Mais cet appui est nuancé puisque le retour des ouvriers aux usines et aux établissements de production «est principalement lié à la capacité de ces entreprises et du gouvernement en général à assurer les conditions internes de sécurité sanitaire», a-t-il ajouté, soulignant la nécessité de mettre en place des commissions provinciales qui déterminent la capacité de chaque établissement de production à répondre aux normes sanitaires.

Même son de cloche auprès de la Confédération démocratique du travail (CDT). La centrale a qualifié de «positive» la décision du gouvernement, appelant à «une vision prospective globale» sur la stratégie de déconfinement avec l’implication des centrales syndicales. «C’est une décision importante pour les entreprises et les salariés impactés, mais le plus important est de s’assurer du strict respect des conditions de santé et de sécurité au sein de ces unités», a déclaré Youness Firachine, membre du bureau exécutif de la centrale.

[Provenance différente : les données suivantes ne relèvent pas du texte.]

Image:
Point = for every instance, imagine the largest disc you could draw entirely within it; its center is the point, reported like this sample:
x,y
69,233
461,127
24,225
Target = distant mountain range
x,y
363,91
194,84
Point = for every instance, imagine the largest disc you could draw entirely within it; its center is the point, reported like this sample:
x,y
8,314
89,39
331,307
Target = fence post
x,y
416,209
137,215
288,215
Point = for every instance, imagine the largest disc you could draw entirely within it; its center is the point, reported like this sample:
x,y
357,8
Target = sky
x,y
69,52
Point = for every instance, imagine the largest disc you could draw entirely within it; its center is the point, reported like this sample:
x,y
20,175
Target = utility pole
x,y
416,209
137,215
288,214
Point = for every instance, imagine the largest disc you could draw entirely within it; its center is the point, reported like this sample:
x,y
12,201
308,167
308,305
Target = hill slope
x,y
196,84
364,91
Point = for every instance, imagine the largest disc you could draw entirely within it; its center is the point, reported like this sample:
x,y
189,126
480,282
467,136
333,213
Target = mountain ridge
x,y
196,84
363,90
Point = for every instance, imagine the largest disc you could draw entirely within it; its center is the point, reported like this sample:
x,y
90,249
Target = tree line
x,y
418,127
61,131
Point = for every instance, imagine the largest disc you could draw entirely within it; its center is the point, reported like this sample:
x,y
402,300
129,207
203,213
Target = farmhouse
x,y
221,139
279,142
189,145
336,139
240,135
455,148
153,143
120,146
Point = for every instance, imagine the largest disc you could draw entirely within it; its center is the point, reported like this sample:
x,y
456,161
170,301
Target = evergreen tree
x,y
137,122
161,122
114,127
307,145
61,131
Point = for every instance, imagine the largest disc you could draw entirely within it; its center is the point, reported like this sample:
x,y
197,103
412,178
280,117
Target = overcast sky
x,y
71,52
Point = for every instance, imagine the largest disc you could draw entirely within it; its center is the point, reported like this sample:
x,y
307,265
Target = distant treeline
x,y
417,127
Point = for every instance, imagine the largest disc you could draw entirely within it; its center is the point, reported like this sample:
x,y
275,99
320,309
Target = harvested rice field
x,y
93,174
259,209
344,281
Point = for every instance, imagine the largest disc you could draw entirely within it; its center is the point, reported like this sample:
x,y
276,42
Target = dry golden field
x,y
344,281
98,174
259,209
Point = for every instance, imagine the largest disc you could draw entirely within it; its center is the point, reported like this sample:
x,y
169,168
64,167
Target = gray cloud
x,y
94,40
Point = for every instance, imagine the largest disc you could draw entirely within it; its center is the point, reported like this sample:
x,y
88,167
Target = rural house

Mais tel n’est pas l’appréciation de la Fédération démocratique du travail (FDT). Ainsi, Abdelhamid Fatihi, secrétaire général, a estimé que l’appel du gouvernement aux entreprises à reprendre leurs activités après Aïd Al fitr est «général, inexact et contraire à la décision de prolonger le confinement sanitaire et pourrait constituer une menace pour l’effort déployé dans la lutte contre la pandémie». Ajoutant que le ministère de l’Economie doit préciser la nature de l’activité des entreprises concernées par cet appel.

La décision de prendre les activités économiques a été également saluée par la Confédération générale des entreprises du Maroc. Mercredi, son président Chakib Alj a déclaré que l’appel émis aux entreprises pour reprendre leurs activités après Aïd Al Fitr est une «décision rassurante» pour le tissu économique, que la CGEM «soutient énergiquement».

«Les entreprises et les commerces habilités à opérer ne reprendront que si et seulement si, toutes les mesures nécessaires à la sécurité sanitaire de leurs salariés et de leurs clients sont scrupuleusement respectées, tout en favorisant le télétravail lorsqu’il est possible», a-t-il souligné.

Lors de son passage, mercredi, devant la Chambre des représentants, le chef du gouvernement Saadeddine El Othmani a affirmé que le confinement ne signifie pas l’arrêt de l’activité industrielle et économique. Il faisait écho à l’appel de l’Argentier fait la veille au cours de la séance des questions orales à la Chambre des conseillers, aux acteurs économiques à reprendre leurs activités «directement après les jours de l’Aid», à l’exception des sociétés suspendues par des décisions administratives.